There are those of us in the world who are just a little more introspective than others. There are those of us in the world who like to think things crazy and process every little event and then do it again. There are those of us who are so very observant of the world around them–the tiny details that make the world go round–and the people who inhabit the world, especially their idiosyncrasies. Those are the people who become writers.
I have been mulling over the reasons of why I write lately, and I know you are wondering the same thing, “Why does this woman write? Doesn’t she have better things to do with her time? Isn’t she busy chasing after kids all day?” Well…yes and yes. I write because it is a part of me.
I have always been a writer for as long as I can remember, starting waaaay back in Kindergarten. I wrote and illustrated a little “book,” entitled, “I Like You, Do You Like Me?” Guess it was the beginning of my interest in self-esteem/psychology/friendship.
I kept journals and diaries in my childhood and teen years. The cute kind you bought at Hallmark with the padded cover and gilded pages, and the tiny lock and key. Back then the dates were pre-written to say, 198_. I filled them in and covered everything from what I was wearing to what I wanted to wear to what my crush was wearing. I wrote about the “mean girls” and the songs I liked on the radio–Madonna, mostly.
I wrote letters to my grandmother who always wrote back, telling her of the things I was doing and who I was doing them with and how my parents really made me mad sometimes. I had a childhood pen-pal, Erin who moved away to Detroit and then to Chicago, exchanging blurbs about our crushes and our friends. Some of these letters were pages and pages long! I still know Erin–she lives down the road from me now–how fun is that!
I wrote boring things in college. Case studies, clinic notes, and journal article synopses. I tried to embellish them by adding details about the patients I worked with and would get my hands slapped by the nursing instructors, “Stick to the facts–and no names–use initials!”

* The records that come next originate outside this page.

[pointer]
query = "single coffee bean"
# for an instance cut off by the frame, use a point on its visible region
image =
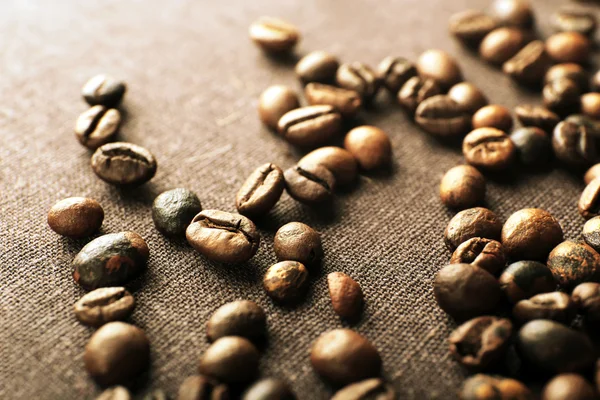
(310, 126)
(76, 217)
(173, 210)
(274, 103)
(286, 281)
(296, 241)
(223, 237)
(110, 260)
(551, 346)
(343, 356)
(230, 359)
(103, 90)
(480, 342)
(530, 234)
(485, 253)
(489, 149)
(261, 190)
(97, 126)
(317, 66)
(525, 279)
(104, 305)
(274, 35)
(347, 102)
(470, 223)
(116, 353)
(442, 116)
(242, 318)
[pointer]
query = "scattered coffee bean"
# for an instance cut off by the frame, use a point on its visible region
(223, 237)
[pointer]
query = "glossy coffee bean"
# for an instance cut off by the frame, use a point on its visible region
(110, 260)
(223, 237)
(76, 217)
(116, 353)
(342, 356)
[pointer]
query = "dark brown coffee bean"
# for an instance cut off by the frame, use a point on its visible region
(261, 190)
(116, 353)
(230, 359)
(342, 356)
(489, 149)
(470, 223)
(110, 260)
(76, 217)
(103, 90)
(480, 342)
(223, 237)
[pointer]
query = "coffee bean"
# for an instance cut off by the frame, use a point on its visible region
(442, 116)
(485, 253)
(470, 223)
(230, 359)
(296, 241)
(76, 217)
(110, 260)
(97, 126)
(173, 210)
(103, 90)
(310, 126)
(261, 191)
(342, 356)
(530, 234)
(480, 342)
(274, 35)
(286, 281)
(223, 237)
(242, 318)
(489, 149)
(116, 353)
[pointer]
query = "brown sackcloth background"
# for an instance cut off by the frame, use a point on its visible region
(194, 79)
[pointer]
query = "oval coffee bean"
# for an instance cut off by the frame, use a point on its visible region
(110, 260)
(223, 237)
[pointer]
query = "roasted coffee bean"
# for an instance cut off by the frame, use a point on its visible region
(317, 66)
(465, 291)
(223, 237)
(573, 263)
(485, 253)
(110, 260)
(116, 353)
(286, 281)
(480, 342)
(470, 223)
(261, 190)
(274, 35)
(553, 347)
(343, 356)
(104, 305)
(347, 102)
(489, 149)
(309, 183)
(242, 318)
(274, 103)
(393, 72)
(230, 359)
(442, 116)
(415, 91)
(76, 217)
(530, 234)
(296, 241)
(173, 210)
(525, 279)
(103, 90)
(97, 126)
(310, 126)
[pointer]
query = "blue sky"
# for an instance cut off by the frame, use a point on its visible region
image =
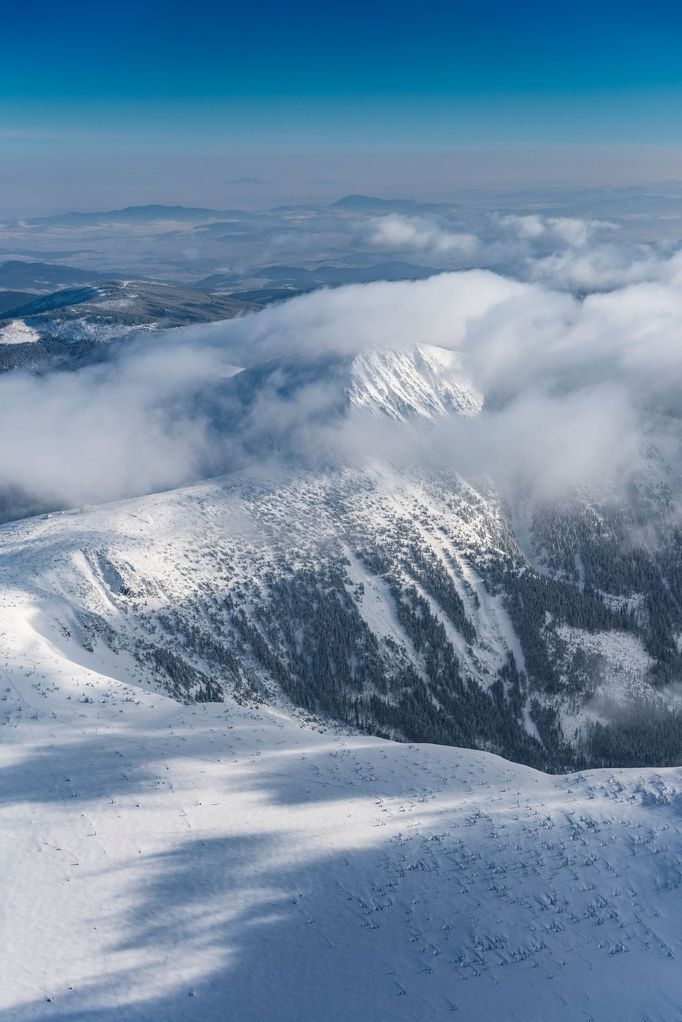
(141, 80)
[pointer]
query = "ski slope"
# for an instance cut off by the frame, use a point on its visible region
(211, 862)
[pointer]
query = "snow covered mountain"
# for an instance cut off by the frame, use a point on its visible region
(253, 726)
(235, 860)
(51, 329)
(426, 381)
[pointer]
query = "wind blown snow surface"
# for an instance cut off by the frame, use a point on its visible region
(218, 861)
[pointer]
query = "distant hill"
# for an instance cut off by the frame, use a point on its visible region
(21, 275)
(130, 215)
(128, 303)
(370, 203)
(284, 281)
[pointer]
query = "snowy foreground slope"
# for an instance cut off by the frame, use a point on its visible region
(217, 861)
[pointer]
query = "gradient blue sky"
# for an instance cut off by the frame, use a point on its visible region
(262, 86)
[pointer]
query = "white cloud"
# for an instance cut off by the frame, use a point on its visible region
(418, 233)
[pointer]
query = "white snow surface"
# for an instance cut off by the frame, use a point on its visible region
(426, 380)
(17, 332)
(222, 862)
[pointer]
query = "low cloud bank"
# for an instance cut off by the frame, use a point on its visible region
(577, 391)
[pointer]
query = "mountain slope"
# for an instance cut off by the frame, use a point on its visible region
(218, 861)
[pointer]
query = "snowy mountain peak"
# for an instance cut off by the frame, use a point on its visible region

When I was out on my own, I started a memoir of my mother’s mental illness. It’s still there–cataloged in the binder I purchased when I was 23–waiting for me to finish it up. I fear if I do, I may “come down” with a mental illness of my own.
And inside me are so many more stories to tell…the first loves, the last loves, the questions I have about life and myself, the dreams and hopes and the impediments of getting them. Finally.
I write because I am human. I write to learn. I write because I want to learn about human behavior.